When I stayed there in May, it was on a Monday and the restaurant was closed but, especially after visiting the hotel’s bistro, Le Bouchon, I wanted to try it. Chef Xavier Lahuerta, who took over from the late Jean Luc Figueras, had worked under people like Xavier Pellicer, Santi Santamaria, Carles Gaig, Carles Abellan and Jean Luc Figueras himself. It’s a confidence-inspiring CV.
The downside of the restaurant’s location is that it can’t be seen from the street. As a result, there’s almost no passing trade. Most people don’t even know the restaurant exists. It was quiet when we visited, with only a few hotel guests eating there.
There were also only two front-of-house staff – one of them a new trainee – doing double duty by manning the adjoining cocktail bar as well as serving the restaurant’s diners.
There are two tasting menus at the Mercer, priced €45 and €70; à la carte expect to pay €16-€25 for starters and €30-€40 for main courses. We sat in a table in the blessed breeze of the air conditioner and chose the long menu.
Steak tartare was, like its Le Bouchon equivalent, very good. A simple dish but often a barometer of a restaurant’s attention to detail.
Smoked mackerel and grapes in ajoblanco, a cold Andalucian almond soup. The ajoblanco was refreshingly rustic, and not (as is sometimes the case in fine dining restaurants) over-refined.

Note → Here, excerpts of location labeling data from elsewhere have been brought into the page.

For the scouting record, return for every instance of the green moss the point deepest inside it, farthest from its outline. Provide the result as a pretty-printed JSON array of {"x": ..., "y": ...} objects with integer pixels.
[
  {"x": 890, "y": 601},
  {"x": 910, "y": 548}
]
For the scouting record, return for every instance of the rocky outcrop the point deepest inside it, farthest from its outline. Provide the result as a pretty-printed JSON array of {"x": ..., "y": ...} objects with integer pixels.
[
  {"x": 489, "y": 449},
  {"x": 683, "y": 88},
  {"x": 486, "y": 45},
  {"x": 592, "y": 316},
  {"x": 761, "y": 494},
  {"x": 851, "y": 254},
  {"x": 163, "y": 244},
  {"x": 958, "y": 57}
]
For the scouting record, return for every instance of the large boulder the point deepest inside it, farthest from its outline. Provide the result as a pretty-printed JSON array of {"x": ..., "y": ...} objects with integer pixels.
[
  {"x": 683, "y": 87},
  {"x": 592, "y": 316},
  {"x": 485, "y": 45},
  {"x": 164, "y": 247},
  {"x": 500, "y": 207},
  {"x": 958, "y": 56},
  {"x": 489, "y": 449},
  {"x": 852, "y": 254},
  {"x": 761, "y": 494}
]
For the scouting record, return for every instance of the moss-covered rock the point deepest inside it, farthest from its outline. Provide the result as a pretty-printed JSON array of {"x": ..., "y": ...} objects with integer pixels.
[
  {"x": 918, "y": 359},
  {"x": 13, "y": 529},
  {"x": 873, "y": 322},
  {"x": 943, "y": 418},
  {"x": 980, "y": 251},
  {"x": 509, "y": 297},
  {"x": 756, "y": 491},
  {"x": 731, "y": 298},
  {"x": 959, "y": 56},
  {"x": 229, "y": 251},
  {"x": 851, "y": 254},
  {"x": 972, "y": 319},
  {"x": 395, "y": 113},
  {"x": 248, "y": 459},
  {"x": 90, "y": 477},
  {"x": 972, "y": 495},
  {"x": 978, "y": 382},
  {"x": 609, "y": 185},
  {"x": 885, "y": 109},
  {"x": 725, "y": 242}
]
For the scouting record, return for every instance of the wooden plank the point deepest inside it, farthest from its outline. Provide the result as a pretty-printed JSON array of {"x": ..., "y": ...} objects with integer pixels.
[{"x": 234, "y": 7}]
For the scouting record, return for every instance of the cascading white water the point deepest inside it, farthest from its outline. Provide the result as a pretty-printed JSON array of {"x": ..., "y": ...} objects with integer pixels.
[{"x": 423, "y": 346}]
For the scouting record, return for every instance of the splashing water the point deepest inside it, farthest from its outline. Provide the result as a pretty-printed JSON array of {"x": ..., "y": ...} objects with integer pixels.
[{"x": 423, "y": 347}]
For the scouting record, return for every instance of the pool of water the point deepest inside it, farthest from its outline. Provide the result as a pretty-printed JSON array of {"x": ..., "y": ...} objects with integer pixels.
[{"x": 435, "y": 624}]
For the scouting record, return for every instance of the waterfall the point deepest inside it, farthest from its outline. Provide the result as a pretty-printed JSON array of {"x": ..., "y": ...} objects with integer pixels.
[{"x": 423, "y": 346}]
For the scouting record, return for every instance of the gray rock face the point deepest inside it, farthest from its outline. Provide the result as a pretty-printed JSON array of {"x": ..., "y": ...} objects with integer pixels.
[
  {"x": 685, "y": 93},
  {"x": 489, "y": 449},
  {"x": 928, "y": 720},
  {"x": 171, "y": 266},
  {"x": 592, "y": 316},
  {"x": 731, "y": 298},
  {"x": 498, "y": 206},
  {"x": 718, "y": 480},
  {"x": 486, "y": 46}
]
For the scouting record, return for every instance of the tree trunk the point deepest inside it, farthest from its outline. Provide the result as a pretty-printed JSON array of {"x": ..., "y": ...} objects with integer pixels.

Recuit (fresh goats’ cheese) made at the restaurant was silky, cool and creamy, served with fresh anchovy and tomatoes from the hotel’s own vegetable garden up the coast in Alella.
Red mullet, a fish I love, was done justice, cooked perfectly and served with a rich, caramelized jus and baby vegetables.
A roasted hock of pork was presented whole then plated. Melt-in-the-mouth tender meat, a lip-smacking reduction, waxy and wonderful new potatoes, and a sweet, almost liquid-soft onion.
A minty mojito sorbet freshened us up for a second dessert; a quenelle of rich chocolate, cake, and tarragon “spaghetti”. It was very pleasant, and the chocolate was great, but a pinch of salt or a sprinkling of magic would have lifted it up a division.
Conclusion:
Xavier Lahuerta is cooking very good, let-the-ingredients-do-the-talking food at the Mercer. It is clean, KM0, carefully presented fine dining that will appeal to a very wide range of customers. It’s much less show-offy than I expected for a five-star hotel, and that’s not a bad thing at all; the skill and technique here is at the service of the flavours. It’s the sort of restaurant that could easily be in contention for a Michelin star, but there is an obvious barrier in the way: it’s understaffed. There’s no sommelier, there aren’t enough experienced waiters (there aren’t enough staff in general for a luxury hotel – it was noticeable when I stayed there), and the cooks coming out of the sweltering kitchen look like they’re fighting a war in a jungle. As a result, there are long gaps between courses, glasses are left unfilled and wines are served with minimal explanation. These and other details detract from the excellent cooking and location. I strongly recommend the Mercer for its food, but its owners need to reinforce the staff if they want it to make a mark on the Barcelona restaurant scene.